In 2000 China announced, among other measures, the creation of cultural and linguistic centres in Africa – the Confucius institutes – and a doubling of study grants for Africans, principally in the areas of medicine, agriculture, languages, education, economics and management.

University and scientific cooperation intensified in 2009 with the adoption by China and 49 African countries of an action plan for 2010-12. This increased Chinese government grants, to 5,500 African students in 2012, established 100 joint research and development projects and strengthened the teaching of the Chinese language in Africa.

A further action plan was signed in July 2012 to cover 2013-15, providing for 18,000 student grants and development of the Confucius institutes.

There are now 387 Confucius institutes in 94 countries, 31 of which are located in universities, in Benin, Botswana, Cameroon, Egypt, Ethiopia, Ghana, Kenya, Liberia, Madagascar, Mali, Morocco, Nigeria, Rwanda, Senegal, South Africa, Sudan, Togo, Tunisia and Zimbabwe.

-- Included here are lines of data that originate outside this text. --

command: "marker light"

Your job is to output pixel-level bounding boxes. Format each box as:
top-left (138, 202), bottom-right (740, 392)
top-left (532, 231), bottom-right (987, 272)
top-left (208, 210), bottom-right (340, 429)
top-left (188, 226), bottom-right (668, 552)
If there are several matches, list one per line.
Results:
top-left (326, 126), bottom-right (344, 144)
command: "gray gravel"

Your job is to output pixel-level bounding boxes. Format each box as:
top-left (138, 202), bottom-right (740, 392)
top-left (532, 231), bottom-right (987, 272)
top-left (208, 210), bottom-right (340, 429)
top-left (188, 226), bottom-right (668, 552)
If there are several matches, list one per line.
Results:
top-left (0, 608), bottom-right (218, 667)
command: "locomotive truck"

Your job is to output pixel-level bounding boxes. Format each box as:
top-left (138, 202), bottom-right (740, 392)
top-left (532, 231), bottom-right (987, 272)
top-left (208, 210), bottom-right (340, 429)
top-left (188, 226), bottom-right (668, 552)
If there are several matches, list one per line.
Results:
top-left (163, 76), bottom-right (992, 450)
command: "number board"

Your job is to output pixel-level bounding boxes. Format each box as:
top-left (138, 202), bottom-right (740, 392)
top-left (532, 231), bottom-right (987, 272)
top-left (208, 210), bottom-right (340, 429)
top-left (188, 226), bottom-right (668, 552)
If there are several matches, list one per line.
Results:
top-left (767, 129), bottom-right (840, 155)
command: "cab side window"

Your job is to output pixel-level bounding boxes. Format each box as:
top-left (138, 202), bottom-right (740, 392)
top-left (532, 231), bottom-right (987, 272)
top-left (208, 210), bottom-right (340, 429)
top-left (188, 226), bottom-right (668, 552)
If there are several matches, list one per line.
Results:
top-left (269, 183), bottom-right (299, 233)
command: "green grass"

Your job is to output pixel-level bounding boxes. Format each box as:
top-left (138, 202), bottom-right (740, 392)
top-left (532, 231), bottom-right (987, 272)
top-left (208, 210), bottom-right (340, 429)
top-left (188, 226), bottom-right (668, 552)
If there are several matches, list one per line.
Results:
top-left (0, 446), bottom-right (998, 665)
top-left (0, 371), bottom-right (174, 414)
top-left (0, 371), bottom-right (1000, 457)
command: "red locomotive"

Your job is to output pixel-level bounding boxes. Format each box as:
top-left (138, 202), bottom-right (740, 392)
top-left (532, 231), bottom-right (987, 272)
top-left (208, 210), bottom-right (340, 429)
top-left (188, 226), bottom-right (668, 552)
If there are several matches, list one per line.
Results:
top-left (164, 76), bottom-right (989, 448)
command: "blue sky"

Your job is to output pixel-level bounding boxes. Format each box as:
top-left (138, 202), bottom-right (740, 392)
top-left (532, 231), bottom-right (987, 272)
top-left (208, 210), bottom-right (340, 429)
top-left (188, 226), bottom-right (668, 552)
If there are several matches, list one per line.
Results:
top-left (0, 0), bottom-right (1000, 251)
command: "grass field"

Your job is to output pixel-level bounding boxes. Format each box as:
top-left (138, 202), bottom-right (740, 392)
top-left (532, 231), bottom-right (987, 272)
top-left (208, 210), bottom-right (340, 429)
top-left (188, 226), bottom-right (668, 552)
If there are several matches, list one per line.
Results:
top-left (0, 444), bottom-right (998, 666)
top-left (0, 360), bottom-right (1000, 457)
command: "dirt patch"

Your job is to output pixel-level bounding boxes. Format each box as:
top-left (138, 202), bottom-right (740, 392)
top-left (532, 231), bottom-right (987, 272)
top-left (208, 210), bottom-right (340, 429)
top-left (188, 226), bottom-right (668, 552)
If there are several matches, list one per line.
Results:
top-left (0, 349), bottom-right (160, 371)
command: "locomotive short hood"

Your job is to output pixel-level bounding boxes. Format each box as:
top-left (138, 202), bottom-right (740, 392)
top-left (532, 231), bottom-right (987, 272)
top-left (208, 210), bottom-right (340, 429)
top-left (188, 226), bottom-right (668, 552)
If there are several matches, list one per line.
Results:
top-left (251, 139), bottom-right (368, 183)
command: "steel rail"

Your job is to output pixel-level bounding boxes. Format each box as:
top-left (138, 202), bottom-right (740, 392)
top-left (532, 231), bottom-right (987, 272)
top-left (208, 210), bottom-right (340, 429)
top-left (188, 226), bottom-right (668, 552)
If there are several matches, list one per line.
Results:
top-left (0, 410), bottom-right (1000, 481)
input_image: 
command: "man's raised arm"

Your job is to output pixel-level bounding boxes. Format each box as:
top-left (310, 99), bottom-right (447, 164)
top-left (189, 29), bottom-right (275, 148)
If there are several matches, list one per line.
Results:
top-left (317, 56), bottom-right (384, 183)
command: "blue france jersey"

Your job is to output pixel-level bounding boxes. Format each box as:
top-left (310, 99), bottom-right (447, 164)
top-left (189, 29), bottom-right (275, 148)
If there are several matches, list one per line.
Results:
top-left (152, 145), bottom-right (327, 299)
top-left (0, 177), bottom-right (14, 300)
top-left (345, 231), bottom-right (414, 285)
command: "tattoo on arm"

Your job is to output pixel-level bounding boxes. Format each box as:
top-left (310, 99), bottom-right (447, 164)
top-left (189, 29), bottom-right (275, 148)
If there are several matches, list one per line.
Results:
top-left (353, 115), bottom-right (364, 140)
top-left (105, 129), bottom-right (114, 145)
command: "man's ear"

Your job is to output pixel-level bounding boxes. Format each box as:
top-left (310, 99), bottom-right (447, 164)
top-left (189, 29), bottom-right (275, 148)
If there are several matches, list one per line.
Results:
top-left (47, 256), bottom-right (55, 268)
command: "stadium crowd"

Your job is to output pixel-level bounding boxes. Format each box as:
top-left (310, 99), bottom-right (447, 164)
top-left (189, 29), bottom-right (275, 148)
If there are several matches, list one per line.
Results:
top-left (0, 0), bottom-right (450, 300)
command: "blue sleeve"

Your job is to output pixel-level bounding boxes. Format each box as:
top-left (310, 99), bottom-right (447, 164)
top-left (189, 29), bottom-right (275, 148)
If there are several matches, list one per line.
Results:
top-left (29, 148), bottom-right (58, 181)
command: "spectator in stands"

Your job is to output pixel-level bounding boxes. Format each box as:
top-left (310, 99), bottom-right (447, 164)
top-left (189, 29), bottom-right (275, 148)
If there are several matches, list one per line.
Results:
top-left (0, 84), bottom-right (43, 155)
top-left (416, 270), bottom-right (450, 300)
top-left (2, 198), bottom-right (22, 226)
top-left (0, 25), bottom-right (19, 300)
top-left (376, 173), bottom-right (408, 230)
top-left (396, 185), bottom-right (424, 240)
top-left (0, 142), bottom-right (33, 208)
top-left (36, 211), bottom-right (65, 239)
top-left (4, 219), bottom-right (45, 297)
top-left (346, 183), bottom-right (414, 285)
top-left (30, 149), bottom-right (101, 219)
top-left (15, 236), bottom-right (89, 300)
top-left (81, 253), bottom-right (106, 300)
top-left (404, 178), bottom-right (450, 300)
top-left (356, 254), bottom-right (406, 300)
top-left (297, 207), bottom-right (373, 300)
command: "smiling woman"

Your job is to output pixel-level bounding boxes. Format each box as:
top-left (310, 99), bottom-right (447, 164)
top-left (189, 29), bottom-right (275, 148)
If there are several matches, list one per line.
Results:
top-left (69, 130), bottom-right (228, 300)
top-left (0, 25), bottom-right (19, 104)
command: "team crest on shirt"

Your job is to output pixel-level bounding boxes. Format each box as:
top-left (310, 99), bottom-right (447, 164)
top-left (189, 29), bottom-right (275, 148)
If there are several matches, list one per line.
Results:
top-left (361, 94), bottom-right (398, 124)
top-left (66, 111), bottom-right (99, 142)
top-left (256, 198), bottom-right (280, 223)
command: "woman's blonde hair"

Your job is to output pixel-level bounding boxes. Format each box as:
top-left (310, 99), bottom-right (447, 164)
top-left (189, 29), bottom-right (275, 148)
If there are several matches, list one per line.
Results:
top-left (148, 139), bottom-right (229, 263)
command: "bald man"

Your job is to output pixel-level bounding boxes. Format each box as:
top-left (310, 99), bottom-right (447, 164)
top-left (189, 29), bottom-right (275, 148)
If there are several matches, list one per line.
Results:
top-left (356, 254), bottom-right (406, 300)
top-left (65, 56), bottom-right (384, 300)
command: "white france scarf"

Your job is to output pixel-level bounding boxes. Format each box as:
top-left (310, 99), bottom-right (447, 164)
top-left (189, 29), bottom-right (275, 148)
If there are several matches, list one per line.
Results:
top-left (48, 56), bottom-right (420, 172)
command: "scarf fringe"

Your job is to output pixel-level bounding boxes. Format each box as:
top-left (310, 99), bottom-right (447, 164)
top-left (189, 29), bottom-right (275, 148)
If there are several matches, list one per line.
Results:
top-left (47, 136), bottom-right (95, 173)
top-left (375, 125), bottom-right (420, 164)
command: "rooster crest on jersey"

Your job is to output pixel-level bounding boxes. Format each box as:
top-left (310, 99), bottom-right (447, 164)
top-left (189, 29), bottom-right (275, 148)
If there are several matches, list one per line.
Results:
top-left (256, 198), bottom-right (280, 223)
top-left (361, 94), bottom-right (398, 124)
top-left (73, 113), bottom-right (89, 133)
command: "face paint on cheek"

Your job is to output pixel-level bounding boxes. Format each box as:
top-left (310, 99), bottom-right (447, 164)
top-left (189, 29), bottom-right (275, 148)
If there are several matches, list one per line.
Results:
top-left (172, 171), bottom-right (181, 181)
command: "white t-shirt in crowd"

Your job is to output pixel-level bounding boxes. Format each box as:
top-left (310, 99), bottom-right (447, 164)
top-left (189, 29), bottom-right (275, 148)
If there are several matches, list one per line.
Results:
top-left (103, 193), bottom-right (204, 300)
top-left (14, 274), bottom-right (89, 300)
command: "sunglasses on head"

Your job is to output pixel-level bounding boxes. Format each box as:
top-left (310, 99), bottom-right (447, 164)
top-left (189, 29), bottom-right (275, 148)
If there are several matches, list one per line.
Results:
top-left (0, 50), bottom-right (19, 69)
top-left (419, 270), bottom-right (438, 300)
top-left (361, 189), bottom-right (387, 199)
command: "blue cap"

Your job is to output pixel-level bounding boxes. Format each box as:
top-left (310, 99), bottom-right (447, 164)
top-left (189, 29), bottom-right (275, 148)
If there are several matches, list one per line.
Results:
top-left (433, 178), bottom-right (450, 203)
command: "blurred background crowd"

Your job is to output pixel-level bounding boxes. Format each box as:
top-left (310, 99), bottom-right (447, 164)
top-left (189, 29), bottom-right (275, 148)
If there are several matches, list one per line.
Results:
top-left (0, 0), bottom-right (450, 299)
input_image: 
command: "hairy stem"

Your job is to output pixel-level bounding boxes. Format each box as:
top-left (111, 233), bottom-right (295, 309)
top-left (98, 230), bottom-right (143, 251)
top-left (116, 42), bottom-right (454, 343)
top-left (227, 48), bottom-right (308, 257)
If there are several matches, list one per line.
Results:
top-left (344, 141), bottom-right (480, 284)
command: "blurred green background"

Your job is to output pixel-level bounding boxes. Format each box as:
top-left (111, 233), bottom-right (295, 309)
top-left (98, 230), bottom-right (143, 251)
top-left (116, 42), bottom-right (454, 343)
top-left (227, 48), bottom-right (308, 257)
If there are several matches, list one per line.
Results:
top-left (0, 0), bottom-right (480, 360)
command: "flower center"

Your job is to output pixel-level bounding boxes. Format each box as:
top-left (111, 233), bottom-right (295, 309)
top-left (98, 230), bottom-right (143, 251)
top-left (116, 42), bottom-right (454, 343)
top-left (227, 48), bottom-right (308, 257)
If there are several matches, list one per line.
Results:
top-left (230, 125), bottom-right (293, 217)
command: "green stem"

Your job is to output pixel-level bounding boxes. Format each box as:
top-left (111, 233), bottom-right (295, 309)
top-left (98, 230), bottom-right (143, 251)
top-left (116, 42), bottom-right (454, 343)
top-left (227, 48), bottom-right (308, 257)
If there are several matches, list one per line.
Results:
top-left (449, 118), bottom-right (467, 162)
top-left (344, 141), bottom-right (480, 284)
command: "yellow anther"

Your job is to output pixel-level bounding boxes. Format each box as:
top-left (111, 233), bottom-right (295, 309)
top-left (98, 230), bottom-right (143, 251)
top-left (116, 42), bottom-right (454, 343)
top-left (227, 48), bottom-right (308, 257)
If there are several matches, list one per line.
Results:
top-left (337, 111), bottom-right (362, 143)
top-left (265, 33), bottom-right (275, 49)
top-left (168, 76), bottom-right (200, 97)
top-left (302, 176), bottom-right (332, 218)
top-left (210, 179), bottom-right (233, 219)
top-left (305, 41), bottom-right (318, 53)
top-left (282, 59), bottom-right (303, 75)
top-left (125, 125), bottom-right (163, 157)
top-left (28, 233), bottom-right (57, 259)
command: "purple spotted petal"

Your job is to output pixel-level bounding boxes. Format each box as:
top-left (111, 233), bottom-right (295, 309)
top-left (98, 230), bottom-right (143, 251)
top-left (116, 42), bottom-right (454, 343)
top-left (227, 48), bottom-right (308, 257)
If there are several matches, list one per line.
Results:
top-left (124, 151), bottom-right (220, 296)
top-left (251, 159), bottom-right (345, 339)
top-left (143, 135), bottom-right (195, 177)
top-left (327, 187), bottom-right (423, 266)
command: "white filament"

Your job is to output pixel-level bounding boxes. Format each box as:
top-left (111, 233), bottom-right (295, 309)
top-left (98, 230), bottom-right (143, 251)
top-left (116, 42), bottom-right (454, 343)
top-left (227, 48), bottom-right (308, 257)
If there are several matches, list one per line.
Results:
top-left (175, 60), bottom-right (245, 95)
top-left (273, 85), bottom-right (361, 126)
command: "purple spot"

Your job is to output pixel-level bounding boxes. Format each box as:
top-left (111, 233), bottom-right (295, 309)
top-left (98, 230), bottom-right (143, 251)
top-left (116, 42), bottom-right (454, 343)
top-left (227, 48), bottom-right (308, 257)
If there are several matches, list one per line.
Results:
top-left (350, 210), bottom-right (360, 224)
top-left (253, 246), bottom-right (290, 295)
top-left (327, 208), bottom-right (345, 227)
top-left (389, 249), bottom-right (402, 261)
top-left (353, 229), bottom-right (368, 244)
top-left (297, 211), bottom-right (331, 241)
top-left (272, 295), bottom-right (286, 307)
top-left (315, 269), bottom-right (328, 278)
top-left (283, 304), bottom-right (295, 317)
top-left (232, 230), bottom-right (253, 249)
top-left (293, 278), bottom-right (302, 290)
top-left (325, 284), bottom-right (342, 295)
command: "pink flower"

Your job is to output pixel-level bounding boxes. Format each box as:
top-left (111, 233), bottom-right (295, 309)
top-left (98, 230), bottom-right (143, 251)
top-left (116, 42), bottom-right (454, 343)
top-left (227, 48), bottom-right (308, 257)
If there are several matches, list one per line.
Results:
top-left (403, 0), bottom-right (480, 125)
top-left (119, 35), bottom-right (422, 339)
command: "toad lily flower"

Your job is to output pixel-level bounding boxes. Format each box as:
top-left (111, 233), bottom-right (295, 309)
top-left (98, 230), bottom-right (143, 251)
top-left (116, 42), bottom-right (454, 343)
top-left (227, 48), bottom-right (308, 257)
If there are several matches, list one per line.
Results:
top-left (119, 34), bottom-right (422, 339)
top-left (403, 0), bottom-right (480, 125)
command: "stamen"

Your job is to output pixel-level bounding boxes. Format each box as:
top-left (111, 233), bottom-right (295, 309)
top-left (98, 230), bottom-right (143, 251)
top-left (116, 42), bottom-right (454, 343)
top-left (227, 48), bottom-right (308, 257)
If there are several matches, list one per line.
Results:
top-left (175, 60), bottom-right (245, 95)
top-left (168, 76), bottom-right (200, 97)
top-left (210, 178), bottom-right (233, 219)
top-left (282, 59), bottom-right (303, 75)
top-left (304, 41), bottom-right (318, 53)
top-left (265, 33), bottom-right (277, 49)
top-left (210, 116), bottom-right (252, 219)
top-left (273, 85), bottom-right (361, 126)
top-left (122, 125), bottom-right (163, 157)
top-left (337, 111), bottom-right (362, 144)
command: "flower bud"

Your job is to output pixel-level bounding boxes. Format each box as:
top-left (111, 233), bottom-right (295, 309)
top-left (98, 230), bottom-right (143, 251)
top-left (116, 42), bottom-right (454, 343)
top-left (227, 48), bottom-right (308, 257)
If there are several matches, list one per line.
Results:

The institutes’ priorities are to promote the Chinese language with introduction of diplomas, extend their action to primary and secondary schools, and combine Chinese language teaching with vocational education, says Campus France.

The UK and Germany in Africa

The UK and Germany are also active in Africa, says the note.

Priorities for the British Council by 2015 are to make science a common platform for collaboration and debate. It has set up the Africa Knowledge Transfer Partnerships, an action programme to promote science and innovation.

The council is also developing student skills through working in partnership with national and multinational enterprises, and professional and community bodies. An example is its work in Ghana for Tullow Oil on the company’s scholarship scheme for students from the Côte d’Ivoire, Mauritania, Senegal and Gabon.

For DAAD, the German Academic Exchange Programme, which intends to attract 350,000 international students by 2020, Africa is a region where it plans specific actions, says Campus France.

These include exchanges of personnel with universities in Sub-Saharan Africa to improve the quality and quantity of education and research in these universities, and to promote the mobility of teachers. DAAD also works with UNESCO; for example, on setting up an initiative to promote quality assurance in African higher education.

African students in France

Campus France also reports on the 126,286 Maghreb and Sub-Saharan African students who studied at French higher education institutions during 2011-12, according to the ministry. The disciplines in which most study was undertaken by these students were sciences (31%), economics (24%), arts and humanities (19%), law and political science (11%) and medicine (10%).

The note supplies country data about students and their studies in France, from Morocco, Algeria, Tunisia, Senegal, Cameroon, Côte d’Ivoire, Gabon, Madagascar, Angola, Nigeria, Ghana and South Africa. It also gives details of Campus France scholarship programmes available to African students.